Hypoxia-Driven Neurovascular Impairment Underlies Structural-Functional Dissociation in Diabetic Sudomotor Dysfunction

Abstract

Sudomotor dysfunction in diabetic patients increases the risk of fissures, infections, and diabetic foot ulcers (DFUs), thereby reducing the quality of life. Despite its clinical importance, the mechanisms underlying this dysfunction remain inadequately elucidated. This study addresses this gap by demonstrating that despite structural integrity, sweat glands (SGs) in diabetic individuals with DFUs, and a murine model of diabetic neuropathy (DN), exhibit functional impairments, as confirmed by histological and functional assays. Integrated transcriptome and proteome analysis revealed significant upregulation of the SG microenvironment in response to hypoxia, highlighting potential underlying pathways involved. In addition, histological staining and tissue clearing techniques provided evidence of impaired neurovascular networks adjacent to SGs.
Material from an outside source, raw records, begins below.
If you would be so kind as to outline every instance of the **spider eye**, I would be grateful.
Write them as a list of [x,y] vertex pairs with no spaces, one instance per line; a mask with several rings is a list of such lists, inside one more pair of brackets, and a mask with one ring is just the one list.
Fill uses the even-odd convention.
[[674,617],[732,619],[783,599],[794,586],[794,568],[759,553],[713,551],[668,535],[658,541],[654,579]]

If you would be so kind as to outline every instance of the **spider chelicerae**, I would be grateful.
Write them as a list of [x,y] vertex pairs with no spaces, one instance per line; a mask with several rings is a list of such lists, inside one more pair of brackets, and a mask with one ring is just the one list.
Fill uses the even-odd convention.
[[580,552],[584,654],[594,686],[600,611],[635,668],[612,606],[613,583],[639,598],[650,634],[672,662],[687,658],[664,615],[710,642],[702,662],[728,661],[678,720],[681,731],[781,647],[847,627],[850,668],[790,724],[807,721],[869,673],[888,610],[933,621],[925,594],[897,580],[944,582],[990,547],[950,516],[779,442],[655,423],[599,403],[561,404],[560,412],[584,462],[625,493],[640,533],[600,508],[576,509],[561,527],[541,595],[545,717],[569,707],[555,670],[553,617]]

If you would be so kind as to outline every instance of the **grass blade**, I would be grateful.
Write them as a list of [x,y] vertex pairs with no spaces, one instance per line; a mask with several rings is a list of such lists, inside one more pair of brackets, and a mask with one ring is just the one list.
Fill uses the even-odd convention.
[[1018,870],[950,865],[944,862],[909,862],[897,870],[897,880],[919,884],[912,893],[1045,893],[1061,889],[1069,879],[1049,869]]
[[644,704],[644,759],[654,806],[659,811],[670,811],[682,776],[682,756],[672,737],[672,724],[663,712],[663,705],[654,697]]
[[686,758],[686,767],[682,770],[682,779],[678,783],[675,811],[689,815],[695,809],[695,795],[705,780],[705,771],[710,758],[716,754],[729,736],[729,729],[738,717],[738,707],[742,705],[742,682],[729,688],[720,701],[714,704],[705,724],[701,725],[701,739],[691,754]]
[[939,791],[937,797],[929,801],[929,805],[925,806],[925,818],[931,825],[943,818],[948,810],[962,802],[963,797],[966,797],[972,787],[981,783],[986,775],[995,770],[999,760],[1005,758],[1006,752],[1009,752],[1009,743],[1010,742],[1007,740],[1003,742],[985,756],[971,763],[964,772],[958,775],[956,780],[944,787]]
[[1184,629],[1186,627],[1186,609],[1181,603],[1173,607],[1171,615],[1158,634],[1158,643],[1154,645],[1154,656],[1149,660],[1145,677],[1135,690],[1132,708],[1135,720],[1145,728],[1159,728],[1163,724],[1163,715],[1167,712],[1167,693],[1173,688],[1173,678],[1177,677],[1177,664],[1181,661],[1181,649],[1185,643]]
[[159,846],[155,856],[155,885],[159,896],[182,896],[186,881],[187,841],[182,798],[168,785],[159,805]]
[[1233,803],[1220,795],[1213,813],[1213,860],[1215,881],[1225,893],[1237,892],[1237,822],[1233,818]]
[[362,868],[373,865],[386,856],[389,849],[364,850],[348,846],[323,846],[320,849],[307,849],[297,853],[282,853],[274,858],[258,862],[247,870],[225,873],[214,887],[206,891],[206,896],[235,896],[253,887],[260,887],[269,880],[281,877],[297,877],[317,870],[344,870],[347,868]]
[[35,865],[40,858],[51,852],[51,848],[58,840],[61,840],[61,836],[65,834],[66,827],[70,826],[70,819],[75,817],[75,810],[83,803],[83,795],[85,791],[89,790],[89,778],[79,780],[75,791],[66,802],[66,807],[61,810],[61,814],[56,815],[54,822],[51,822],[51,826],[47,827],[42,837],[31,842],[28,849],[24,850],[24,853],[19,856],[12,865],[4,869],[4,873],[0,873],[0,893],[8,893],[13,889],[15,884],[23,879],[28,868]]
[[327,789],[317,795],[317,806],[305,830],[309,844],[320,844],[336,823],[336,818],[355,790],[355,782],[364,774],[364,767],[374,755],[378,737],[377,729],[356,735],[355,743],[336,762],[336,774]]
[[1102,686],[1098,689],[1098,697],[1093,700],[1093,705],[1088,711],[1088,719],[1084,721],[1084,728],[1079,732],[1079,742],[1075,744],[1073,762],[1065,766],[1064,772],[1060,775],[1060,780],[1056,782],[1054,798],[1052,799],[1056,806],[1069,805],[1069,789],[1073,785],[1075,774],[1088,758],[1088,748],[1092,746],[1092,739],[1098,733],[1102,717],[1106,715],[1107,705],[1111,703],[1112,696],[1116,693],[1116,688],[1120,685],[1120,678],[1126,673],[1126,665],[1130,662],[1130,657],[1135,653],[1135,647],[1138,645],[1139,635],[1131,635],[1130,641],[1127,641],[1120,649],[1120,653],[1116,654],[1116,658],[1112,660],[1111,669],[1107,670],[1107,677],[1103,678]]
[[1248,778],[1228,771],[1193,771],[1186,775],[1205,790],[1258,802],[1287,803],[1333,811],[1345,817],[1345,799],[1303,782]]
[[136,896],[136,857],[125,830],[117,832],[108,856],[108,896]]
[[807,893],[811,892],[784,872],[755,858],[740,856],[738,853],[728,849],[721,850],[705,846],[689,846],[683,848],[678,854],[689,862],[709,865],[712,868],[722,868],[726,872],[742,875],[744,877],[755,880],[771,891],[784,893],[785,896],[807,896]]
Single-cell RNA sequencing unveiled intricate intercellular communication networks among endothelial cells (ECs), neural cells (NCs), and sweat gland cells (SGCs), emphasizing intricate cellular interactions within the SG microenvironment. Furthermore, an in vitro SGC–NC interaction model (SNIM) was employed to validate the supportive role of NCs in regulating SGC functions, highlighting the neurovascular-SG axis in diabetic pathophysiology. These findings confirm the hypoxia-driven upregulation of the SG microenvironment and underscore the critical role of the neurovascular-SG axis in diabetic pathophysiology, providing insights into potential therapeutic targets for managing diabetic complications and improving patient outcomes.